Boron sesquisulphide, B₂S₃

Boron sesquisulphide (boron trisulphide), B₂S₃, is produced when boron is heated to bright redness in sulphur vapour, or when boron is heated to redness in a current of hydrogen sulphide. It may also be prepared by heating to redness in a current of carbon disulphide vapour an intimate mixture of boron sesqui-oxide and carbon. Other reactions which lead to the formation of the sulphide are the action of sulphur upon boron tri-iodide and the action of carbon disulphide and various other sulphides on boron (Moissan). The pure sesquisulphide is best prepared by heating pure boron in a stream of hydrogen sulphide largely diluted with hydrogen, and a cheap method for its preparation consists in heating commercial iron boride or manganese boride to 300°-400° in hydrogen sulphide and washing away admixed sulphur from the product with carbon disulphide. Only part of the boron in these borides can be removed as the sulphide.
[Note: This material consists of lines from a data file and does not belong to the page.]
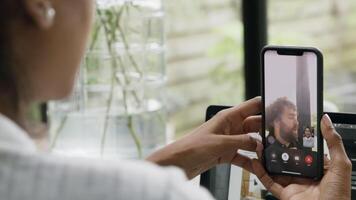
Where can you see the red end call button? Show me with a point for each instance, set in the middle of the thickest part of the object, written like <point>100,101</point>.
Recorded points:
<point>308,159</point>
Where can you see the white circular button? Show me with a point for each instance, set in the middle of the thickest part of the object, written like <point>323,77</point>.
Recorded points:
<point>285,156</point>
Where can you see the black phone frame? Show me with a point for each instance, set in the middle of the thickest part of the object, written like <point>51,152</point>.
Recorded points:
<point>295,50</point>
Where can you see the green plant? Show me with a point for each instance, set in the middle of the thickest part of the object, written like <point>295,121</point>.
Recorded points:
<point>107,32</point>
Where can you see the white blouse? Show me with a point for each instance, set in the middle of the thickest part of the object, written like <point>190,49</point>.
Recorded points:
<point>26,174</point>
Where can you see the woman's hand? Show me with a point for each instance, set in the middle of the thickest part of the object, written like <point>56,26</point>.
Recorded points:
<point>336,183</point>
<point>216,141</point>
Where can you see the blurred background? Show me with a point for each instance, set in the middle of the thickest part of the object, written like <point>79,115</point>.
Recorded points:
<point>205,50</point>
<point>184,56</point>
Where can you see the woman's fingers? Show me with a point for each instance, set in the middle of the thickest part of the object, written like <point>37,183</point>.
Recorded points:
<point>243,162</point>
<point>266,180</point>
<point>252,124</point>
<point>244,142</point>
<point>334,142</point>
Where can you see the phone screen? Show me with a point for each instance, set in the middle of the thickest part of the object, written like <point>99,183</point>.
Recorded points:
<point>291,113</point>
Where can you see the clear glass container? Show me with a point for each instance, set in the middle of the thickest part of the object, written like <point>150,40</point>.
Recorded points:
<point>117,109</point>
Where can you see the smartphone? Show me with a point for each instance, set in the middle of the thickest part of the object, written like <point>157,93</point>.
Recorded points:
<point>292,98</point>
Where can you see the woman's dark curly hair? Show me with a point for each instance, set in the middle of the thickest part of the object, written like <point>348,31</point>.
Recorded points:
<point>274,111</point>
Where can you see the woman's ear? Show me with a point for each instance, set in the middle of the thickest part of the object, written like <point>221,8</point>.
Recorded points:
<point>41,12</point>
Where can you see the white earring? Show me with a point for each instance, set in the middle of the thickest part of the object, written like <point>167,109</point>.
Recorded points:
<point>50,13</point>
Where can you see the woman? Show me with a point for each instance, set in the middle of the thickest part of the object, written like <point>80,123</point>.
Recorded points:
<point>41,45</point>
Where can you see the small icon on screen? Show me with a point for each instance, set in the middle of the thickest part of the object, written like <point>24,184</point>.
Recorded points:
<point>308,159</point>
<point>285,156</point>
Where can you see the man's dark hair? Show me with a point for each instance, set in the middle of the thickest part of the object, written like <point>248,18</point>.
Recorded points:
<point>275,110</point>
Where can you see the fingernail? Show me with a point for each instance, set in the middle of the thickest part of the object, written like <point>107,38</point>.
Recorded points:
<point>327,121</point>
<point>259,147</point>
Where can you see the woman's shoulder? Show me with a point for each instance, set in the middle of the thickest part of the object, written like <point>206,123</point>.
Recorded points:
<point>78,178</point>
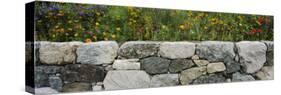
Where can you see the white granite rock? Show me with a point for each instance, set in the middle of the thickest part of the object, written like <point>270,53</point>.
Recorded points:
<point>252,55</point>
<point>126,64</point>
<point>122,79</point>
<point>215,67</point>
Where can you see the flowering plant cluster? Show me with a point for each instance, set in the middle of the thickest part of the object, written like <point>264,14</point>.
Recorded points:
<point>82,22</point>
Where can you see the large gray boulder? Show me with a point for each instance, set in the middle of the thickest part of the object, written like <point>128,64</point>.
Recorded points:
<point>138,49</point>
<point>252,55</point>
<point>77,87</point>
<point>269,53</point>
<point>176,50</point>
<point>155,65</point>
<point>83,73</point>
<point>266,73</point>
<point>103,52</point>
<point>164,80</point>
<point>58,52</point>
<point>216,51</point>
<point>122,79</point>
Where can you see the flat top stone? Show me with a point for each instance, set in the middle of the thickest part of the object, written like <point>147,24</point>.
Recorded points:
<point>126,64</point>
<point>102,52</point>
<point>174,50</point>
<point>126,79</point>
<point>216,51</point>
<point>155,65</point>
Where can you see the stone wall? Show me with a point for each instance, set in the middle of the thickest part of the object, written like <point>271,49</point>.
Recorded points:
<point>106,65</point>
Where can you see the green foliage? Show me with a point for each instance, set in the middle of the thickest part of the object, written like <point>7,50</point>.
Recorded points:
<point>82,22</point>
The properties of boron sesquisulphide have been studied mainly by Moissan. It forms fine, white needles, of density 1.55, which melt at 310° and volatilise without decomposition when heated in a current of hydrogen. It is unacted upon at a red heat by hydrogen, nitrogen, phosphorus, carbon, and silicon. It inflames in chlorine in the cold, in bromine vapour when warmed, and in oxygen when heated to dull redness; in each case both the boron and sulphur are converted into chloride, bromide, or oxide. At a dull red heat, boron sesquisulphide is violently decomposed by potassium, sodium, magnesium, and aluminium, but iron, zinc, copper, mercury, and silver are without action upon it. It is decomposed by carbon dioxide above 300° as follows

B₂S₃ + 3CO₂ = B₂O₃ + 3CO + 3S.

It is violently decomposed by water at ordinary temperatures, boric acid and hydrogen sulphide being produced and much heat evolved: -

[B₂S₃] + 6H₂O + aq. = 2H₃BO₃aq. + 3(H₂S) + 57.8 Cals.

Boron sesquisulphide is slightly soluble in phosphorus trichloride, from which it crystallises in needles. It forms the addition-compounds B₂S₃.BCl₃ and B₂S₃.BBr₃, and according to Moissan, combines with the chlorides of phosphorus, arsenic, and antimony. When dissolved in hot carbon disulphide, saturated with hydrogen sulphide, the solvent evaporated in vacuo and the residue recrystallised from either carbon disulphide or benzene, white crystals of B₂S₃.H₂S or thiometaboric acid are obtained. This substance, which smells of hydrogen sulphide and is rapidly decomposed by water, has a molecular weight corresponding to the formula H₂B₂S₄ in benzene solutions; unlike boron sesquisulphide, it is extremely soluble in both benzene and carbon disulphide. Heated in a sealed tube, it begins to melt at 120° and forms a clear, transparent liquid at 140°; when heated in air, it readily dissociates into boron sesquisulphide and hydrogen sulphide. Thiometaboric acid dissolves in liquid ammonia; when excess of solvent is removed at ordinary temperatures, yellow crystals of B₂S₃.6NH₃ separate out.